Solo-Synth-GAN (Zero Shot Image-to-Video) - Train only on one image

Documentation | Paper(Updated Soon) | Code of Conduct | Developer's Guide

Solo-Synth GAN: Train only on one image

Image	Video

This is the open-source repository for the project Solo-Synth GAN which is one of the latest zero shot generative adversarial network techniques for image-2-video while training it only on a SINGLE IMAGE For a concise summary of our research, please refer to our paper. (Will be updated once paper is published)
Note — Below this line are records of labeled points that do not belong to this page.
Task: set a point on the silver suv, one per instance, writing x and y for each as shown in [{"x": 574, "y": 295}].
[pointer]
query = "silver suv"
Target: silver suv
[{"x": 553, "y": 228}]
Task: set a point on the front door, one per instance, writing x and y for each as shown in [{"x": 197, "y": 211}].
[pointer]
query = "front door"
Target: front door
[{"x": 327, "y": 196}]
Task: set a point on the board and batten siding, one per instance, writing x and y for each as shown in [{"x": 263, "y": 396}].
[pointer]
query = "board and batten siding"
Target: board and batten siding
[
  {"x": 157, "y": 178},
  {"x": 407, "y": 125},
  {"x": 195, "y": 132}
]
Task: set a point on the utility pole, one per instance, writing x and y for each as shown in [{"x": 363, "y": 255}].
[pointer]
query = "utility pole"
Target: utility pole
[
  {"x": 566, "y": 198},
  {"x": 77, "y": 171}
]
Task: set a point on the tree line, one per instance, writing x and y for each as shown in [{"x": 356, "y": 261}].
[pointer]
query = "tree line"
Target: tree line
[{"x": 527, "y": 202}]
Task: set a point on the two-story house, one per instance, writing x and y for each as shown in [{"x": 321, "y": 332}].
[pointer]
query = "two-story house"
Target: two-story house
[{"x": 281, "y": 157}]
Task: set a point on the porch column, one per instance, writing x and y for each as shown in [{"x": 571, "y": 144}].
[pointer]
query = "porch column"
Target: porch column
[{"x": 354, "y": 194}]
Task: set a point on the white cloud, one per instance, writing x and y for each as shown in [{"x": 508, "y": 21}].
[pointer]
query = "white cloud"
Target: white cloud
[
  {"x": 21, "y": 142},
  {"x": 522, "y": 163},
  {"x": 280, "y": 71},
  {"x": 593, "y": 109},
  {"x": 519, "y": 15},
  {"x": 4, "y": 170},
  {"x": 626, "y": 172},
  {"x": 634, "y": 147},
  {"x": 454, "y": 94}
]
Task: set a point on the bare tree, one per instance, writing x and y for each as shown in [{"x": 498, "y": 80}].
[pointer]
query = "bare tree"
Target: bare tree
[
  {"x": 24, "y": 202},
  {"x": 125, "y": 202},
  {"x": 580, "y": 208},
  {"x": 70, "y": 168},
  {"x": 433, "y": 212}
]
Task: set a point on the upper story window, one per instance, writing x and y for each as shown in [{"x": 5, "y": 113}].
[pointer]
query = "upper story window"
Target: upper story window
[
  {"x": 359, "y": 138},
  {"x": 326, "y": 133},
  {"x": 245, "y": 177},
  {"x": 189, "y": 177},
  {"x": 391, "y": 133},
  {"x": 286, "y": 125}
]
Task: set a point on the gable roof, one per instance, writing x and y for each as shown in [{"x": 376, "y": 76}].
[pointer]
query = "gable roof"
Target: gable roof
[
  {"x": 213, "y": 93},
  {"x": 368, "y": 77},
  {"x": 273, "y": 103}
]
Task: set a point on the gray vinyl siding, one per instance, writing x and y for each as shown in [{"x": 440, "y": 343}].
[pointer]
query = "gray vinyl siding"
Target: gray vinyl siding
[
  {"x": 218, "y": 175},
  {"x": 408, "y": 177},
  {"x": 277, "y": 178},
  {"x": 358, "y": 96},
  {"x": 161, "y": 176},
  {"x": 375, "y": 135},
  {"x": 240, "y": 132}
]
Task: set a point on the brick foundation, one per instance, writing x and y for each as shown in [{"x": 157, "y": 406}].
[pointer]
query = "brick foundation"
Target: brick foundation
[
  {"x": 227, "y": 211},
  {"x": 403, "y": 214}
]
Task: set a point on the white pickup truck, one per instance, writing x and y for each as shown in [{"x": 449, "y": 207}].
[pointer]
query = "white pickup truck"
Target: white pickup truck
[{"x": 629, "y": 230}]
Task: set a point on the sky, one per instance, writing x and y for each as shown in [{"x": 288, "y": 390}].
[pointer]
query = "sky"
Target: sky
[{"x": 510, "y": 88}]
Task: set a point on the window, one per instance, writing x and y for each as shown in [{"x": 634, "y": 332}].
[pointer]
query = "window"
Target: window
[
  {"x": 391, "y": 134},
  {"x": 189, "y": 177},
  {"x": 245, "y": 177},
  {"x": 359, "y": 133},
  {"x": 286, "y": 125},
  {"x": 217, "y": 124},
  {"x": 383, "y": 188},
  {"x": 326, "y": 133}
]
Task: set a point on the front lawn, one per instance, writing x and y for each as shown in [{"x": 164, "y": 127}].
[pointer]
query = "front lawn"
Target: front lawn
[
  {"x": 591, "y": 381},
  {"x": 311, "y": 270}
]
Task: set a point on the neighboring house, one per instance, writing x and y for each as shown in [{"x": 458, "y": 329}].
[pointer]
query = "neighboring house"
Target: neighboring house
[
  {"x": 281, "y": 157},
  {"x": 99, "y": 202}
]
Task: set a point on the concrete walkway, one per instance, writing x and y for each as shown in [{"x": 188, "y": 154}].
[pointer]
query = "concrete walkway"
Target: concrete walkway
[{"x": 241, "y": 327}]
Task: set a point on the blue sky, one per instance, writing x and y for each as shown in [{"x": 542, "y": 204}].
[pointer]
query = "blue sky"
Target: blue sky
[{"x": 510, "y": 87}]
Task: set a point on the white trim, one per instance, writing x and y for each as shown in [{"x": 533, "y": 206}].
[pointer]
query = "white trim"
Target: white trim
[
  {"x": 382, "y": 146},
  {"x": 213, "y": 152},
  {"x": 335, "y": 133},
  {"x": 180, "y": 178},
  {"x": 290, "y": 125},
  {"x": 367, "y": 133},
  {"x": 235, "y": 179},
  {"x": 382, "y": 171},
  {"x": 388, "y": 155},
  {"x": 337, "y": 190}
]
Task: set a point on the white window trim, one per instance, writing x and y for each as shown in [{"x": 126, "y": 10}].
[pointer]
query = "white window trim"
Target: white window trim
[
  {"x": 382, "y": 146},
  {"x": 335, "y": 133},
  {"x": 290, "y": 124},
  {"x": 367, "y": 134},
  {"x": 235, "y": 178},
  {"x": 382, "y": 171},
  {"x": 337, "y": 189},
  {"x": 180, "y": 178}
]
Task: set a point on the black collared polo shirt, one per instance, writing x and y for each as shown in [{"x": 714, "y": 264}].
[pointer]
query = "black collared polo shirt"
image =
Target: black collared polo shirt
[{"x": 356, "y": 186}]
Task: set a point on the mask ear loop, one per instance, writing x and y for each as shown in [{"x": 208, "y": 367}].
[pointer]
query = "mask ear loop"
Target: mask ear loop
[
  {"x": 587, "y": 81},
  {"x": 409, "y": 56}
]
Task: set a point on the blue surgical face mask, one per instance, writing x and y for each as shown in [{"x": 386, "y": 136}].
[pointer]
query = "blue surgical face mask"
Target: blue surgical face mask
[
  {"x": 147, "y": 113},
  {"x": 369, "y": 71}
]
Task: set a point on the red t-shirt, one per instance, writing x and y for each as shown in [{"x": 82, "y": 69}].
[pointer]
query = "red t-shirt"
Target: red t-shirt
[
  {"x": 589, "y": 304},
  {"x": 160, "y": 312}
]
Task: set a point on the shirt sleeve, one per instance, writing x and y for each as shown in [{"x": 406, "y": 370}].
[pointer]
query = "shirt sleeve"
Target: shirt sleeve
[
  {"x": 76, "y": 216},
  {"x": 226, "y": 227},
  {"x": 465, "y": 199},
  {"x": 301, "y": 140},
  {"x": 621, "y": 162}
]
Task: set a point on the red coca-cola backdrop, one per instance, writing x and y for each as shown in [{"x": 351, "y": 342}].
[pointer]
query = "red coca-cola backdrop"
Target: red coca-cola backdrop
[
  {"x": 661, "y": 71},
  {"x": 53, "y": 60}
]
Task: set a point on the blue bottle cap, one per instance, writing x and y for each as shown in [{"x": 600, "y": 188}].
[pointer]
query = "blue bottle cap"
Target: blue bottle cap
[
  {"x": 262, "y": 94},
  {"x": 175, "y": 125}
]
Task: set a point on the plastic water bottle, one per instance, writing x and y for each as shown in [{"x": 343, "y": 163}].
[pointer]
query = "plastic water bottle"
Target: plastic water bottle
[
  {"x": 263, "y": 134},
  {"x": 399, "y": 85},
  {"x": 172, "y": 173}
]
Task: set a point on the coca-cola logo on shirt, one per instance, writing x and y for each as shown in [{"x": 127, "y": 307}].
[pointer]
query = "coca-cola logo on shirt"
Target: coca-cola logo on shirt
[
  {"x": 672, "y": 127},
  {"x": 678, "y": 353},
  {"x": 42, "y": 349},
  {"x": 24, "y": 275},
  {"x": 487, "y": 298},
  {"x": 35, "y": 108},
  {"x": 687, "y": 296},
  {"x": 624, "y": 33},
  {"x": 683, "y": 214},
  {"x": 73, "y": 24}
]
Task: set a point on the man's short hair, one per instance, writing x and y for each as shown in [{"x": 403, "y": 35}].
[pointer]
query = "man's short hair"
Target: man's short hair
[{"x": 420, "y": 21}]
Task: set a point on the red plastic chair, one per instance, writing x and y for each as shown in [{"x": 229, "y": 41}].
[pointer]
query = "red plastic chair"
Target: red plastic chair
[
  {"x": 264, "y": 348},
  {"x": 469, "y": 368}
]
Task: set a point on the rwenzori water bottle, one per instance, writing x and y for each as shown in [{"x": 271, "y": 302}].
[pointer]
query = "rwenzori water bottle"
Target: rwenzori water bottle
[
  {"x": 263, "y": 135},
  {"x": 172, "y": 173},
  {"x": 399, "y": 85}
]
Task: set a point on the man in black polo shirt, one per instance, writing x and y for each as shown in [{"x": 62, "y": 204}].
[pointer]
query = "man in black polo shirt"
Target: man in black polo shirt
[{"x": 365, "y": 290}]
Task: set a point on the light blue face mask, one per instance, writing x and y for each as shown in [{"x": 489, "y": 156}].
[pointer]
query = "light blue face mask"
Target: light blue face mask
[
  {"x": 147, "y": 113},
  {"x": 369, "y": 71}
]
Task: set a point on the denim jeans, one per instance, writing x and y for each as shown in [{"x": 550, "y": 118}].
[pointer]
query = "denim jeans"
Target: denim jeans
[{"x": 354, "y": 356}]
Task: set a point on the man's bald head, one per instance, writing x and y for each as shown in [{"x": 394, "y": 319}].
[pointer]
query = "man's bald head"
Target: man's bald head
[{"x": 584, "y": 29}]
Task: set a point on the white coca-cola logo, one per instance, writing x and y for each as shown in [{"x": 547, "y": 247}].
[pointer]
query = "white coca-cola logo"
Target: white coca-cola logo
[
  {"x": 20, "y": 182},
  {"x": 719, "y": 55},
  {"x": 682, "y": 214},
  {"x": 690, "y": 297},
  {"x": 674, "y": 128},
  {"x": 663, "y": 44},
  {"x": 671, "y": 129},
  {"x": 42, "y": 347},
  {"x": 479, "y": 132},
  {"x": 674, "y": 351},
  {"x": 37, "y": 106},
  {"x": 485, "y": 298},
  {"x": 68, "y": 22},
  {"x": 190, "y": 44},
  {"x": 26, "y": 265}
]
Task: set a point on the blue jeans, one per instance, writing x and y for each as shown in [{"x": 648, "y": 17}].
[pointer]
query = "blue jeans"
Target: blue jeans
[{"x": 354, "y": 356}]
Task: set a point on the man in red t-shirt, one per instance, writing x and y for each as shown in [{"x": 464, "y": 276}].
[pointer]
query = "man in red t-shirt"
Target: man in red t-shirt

Solo-Synth-GAN (Zero Shot Image-2-Video)
Solo-Synth GAN: Train only on one image
Table of Contents
1. Overview
2. Repo Structure
- 2.1 Bill of Materials & Licenses
- Software Bill of Materials (SBOM)
3. Model Architecture
4 Image-2-Video Zero Shot
5 Parameter Tuning with examples
- 5.1 Parameter Descriptions
6 Tested Environments
7 Contributing to Solo-Synth-GAN
8 Additional Data(Coming Soon!)
9 Acknowledgements

1. Overview

In this work, we propose and examine new technique for training Generative Adversarial Networks (GANs) on a single image and generating a video from just a single image. The GAN is not trained on ANY OTHER IMAGE.

Our approach involves training the model iteratively on different resolutions of the original image, gradually increasing resolution as training progresses. As the resolution increases, we augment the generator's capacity by adding additional convolutional layers. At each stage, only the most recently added convolutional layers are trained with a higher learning rate, while previously existing layers are trained with a smaller learning rate.

2. Repo Structure

📦home 
.github
│  └─ workflows
│     └─ python-app.yml
├─ .gitignore
├─ Examples
│  └─ marinabaysands copy.jpg
Images
│  └─ marinabaysands.jpg
├─ LICENSE
├─ README.md
├─ Results
│  └─ results.py
├─ Solo-Synth-GAN
│  └─ functions.py
├─ Trained_Dataset
│  └─ saved_timelines.py
└─ main.py

2.1 Bill of Materials & Licenses

Software Bill of Materials (SBOM)

This table provides a list of licenses associated with the dependencies used in this project. The SBOM is included in the ssgan.bom file. Each entry in the table corresponds to a dependency used in the project, along with its associated license.

License No	License Name
0	MPL-2.0
1	mpmath
2	pandas
3	Apache-2.0
4	torchvision
5	opencv-python
6	scipy
7	sympy
8	types-python-dateutil
9	requests
10	chardet
11	kiwisolver
12	MIT
13	Unlicense
14	BSD-3-Clause
15	sortedcontainers
16	GPL-3.0-or-later
17	HPND
18	fqdn
19	cycler
20	fsspec
21	AGPL-3.0
22	jsonpointer
23	torch
24	Python-2.0
25	python-dateutil
26	BSD-2-Clause
27	numpy
28	ISC
29	contourpy

3. Model Architecture

Firstly make sure clone the repository and enter into the main folder so that you can proceed with installing the dependencies.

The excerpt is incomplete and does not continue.